1. Un desafío organizacional. El coronavirus también puede ocasionar problemas de coordinación y organización electoral por “temor a estar en espacios públicos” como pasó en California, mientras que en Israel montaron mesas especiales para que las personas en cuarentena pudieran votar y en Francia se instalaron “puntos de agua” para que trabajadores y votantes mantuvieran sus manos limpias. Si ya de por sí las jornadas electorales son eventos complejos, la crisis sanitaria obliga a las autoridades electorales a reforzar controles, tomar medidas extraordinarias y prepararse para imprevistos. Votar con guantes y mascarillas: las urnas en la UVI.

2. Hacia el voto electrónico. “¿Cuánto dura el coronavirus en la saliva de un sobre?”, se preguntaba la secretaria de Estado de Washington. Hay expertos que sugieren cambiar esta y otras prácticas, como la distancia de seguridad en las filas de votantes o la protección de quienes abren los sobres. Sin embargo, es probable que este cambio de hábitos no sea inmediato y reactive los debates sobre los sistemas electrónicos y remotos de votación. Del teletrabajo al televoto.

3. De infodemia a campaña sucia. La OMS lleva semanas alertando sobre la infodemia, la expansión de fake news, rumores y discursos de odio. La desinformación sobre el coronavirus puede mutar a estrategia de campaña sucia, como se teme que suceda en Estados Unidos. También el ayatolá Alí Jamenei denunció “propaganda negativa” en las parlamentarias iraníes. El rechazo xenófobo a algunas minorías —o la autoexclusión— y la reacción fóbica hacia algunas personas (simplemente por un estornudo) puede provocar alteraciones significativas de derechos.

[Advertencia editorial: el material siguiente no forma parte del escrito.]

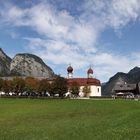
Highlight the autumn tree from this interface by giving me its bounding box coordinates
[0,78,4,91]
[2,80,12,93]
[83,85,91,97]
[38,79,50,94]
[12,77,25,94]
[49,76,68,97]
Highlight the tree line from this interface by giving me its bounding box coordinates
[0,76,90,97]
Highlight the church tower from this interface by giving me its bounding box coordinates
[67,65,73,79]
[87,68,93,78]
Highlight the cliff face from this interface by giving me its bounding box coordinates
[102,67,140,95]
[10,54,54,78]
[0,48,55,79]
[0,48,11,76]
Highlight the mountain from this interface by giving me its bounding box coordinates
[0,49,55,79]
[102,67,140,95]
[0,48,12,76]
[10,53,54,78]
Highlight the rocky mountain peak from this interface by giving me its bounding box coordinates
[0,48,11,61]
[10,53,54,78]
[0,48,11,76]
[128,66,140,74]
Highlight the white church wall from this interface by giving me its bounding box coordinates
[90,85,101,97]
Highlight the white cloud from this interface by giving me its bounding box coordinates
[0,0,140,82]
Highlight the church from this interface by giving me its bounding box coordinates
[67,65,101,97]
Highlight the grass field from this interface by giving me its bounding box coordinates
[0,99,140,140]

4. La alternativa tecnopolítica. En Estados Unidos, el coronavirus entró de lleno en la campaña. Los candidatos han bajado considerablemente su nivel de actividad; Biden y Sanders, por ejemplo, cancelaron mítines en Cleveland y Ohio. Y hay otras acciones de campaña, como las salidas a territorio y los conocidos puerta a puerta (el canvassing, en inglés), que también podrían verse afectados. La solución puede ser la tecnopolítica.

5. Peligro: abstención. El miedo a la exposición al contagio puede afectar negativamente a la movilización y la participación electoral. Sucedió en Irán, donde las elecciones fueron las menos concurridas desde la revolución de 1979, y en París, que tuvo una abstención del 56%, 20 puntos más que en 2014, pero no en Israel, que registró récord de participación.

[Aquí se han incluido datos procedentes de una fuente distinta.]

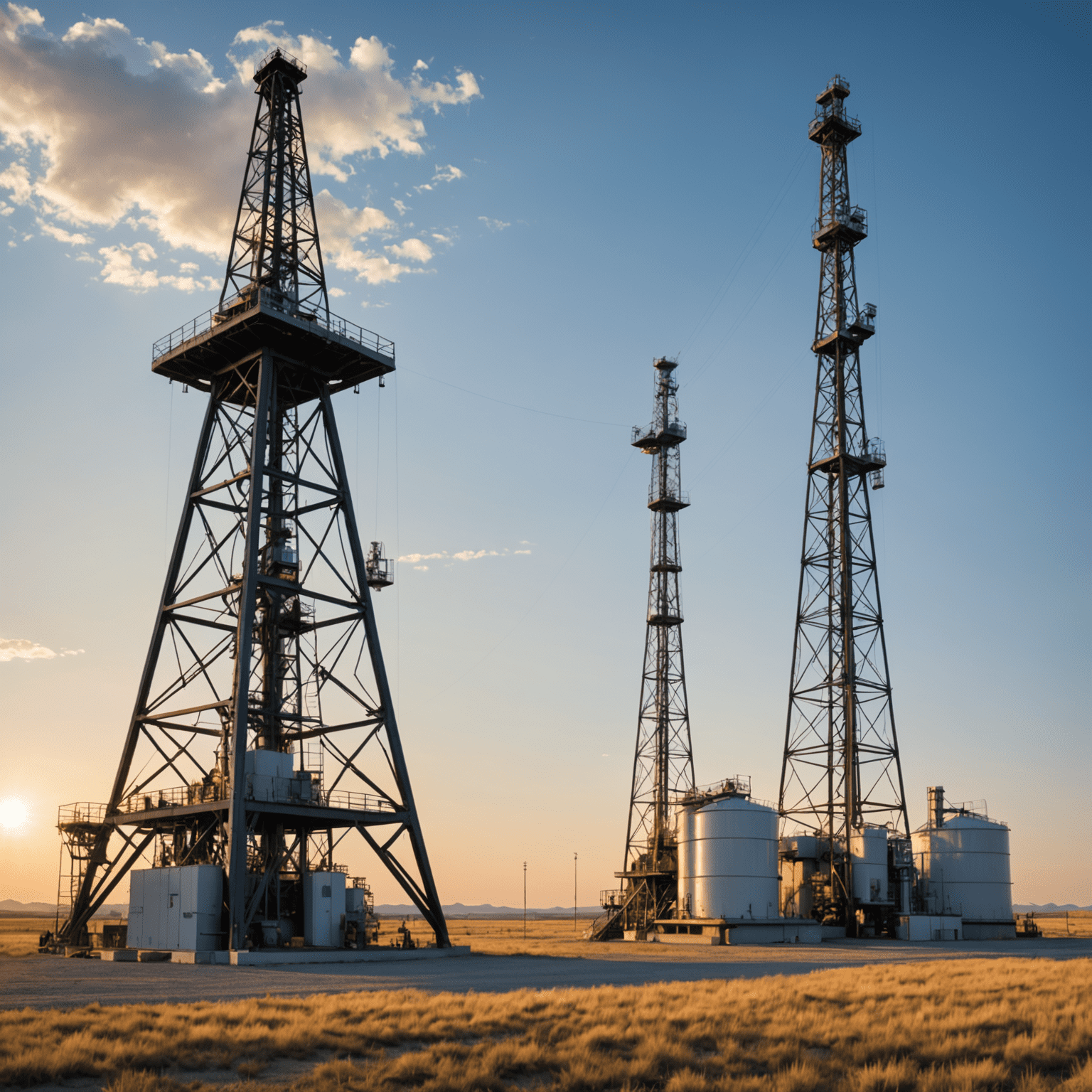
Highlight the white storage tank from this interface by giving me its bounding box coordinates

6. Indecisos, pero pragmáticos. En un contexto de incertidumbre como el actual, los votantes indecisos pueden tender a preferir mantener el statu quo, por miedo a que los cambios de Gobierno entorpezcan la gestión de la crisis sanitaria o las medidas de contención necesarias ante el previsible enfriamiento de la economía. Esta tendencia a la estabilidad y el pragmatismo puede favorecer a los oficialismos.

El coronavirus modificará muchos consensos sobre gestión y comunicación de crisis. No hay recetas ni soluciones mágicas. En este escenario, las campañas —desde su organización hasta su desarrollo— exigirán el compromiso y la responsabilidad de los partidos políticos y candidatos. La pandemia también pondrá a prueba a nuestras democracias y nuestros valores.